La Grèce restera dans l'euro si la gauche radicale Syriza gagne les prochaines élections législatives de juin, a affirmé mardi à Berlin le leader de ce parti, Alexis Tsipras, à la veille d'un sommet européen à Bruxelles consacré à la crise. — Odd Andersen afp.com

La Grèce restera dans l'euro si la gauche radicale Syriza gagne les prochaines élections législatives de juin, a affirmé ce mardi à Berlin le leader de ce parti, Alexis Tsipras. «Notre élection ne signifie pas que nous allons sortir de l'euro. Au contraire nous allons garder l'euro», a-t-il déclaré lors d'une conférence de presse conjointe avec des responsables de la gauche radicale allemande. «Je ne crois pas que le rejet du programme d'austérité signifierait une sortie du pays de la zone euro», a-t-il ajouté.

Alexis Tsipras a appelé la France et l'Allemagne à abandonner «la politique d'austérité par solidarité avec le peuple grec». «Nous allons essayer de trouver des solutions communes au niveau européen.

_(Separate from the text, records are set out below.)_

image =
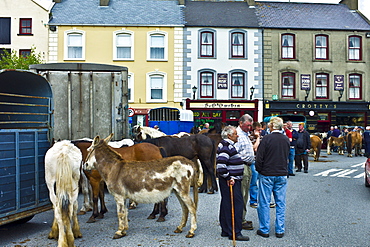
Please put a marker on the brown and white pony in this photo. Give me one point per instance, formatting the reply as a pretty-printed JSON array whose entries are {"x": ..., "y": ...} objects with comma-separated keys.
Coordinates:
[
  {"x": 146, "y": 182},
  {"x": 62, "y": 173}
]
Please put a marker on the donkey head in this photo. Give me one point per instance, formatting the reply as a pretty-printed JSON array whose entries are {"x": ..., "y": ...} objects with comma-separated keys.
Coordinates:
[{"x": 90, "y": 159}]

Nous sommes persuadés que nous allons y arriver», a-t-il dit, jugeant que «l'Europe a la responsabilité d'éviter une nouvelle tragédie» et évoquant la seconde guerre mondiale. «Nous espérons beaucoup des changements dans l'axe franco-allemand» après l'élection à la présidence française du socialiste François Hollande, a-t-il ajouté.

Son objectif, mettre «fin au mémorandum»

Avant le sommet européen de Bruxelles, prévu mercredi, le chef de file de la gauche radicale grecque avait mis en garde lundi à Paris les dirigeants européens, à commencer par la chancelière allemande Angela Merkel, contre toute ingérence pour négocier un nouveau plan d'austérité.

Le chef de Syriza, qui est crédité de 21 à 28% d'intentions de vote au scrutin du 17 juin, et à ce titre possible futur chef de gouvernement, a réaffirmé que son objectif était de mettre «fin au mémorandum», ce plan d'austérité pour la Grèce négocié par les précédents gouvernements avec la troïka (Union européenne, Fonds monétaire international et Banque centrale européenne). La France comme l'Allemagne font toutefois jusqu'ici du respect de ce mémorandum une condition au maintien de la Grèce dans l'euro.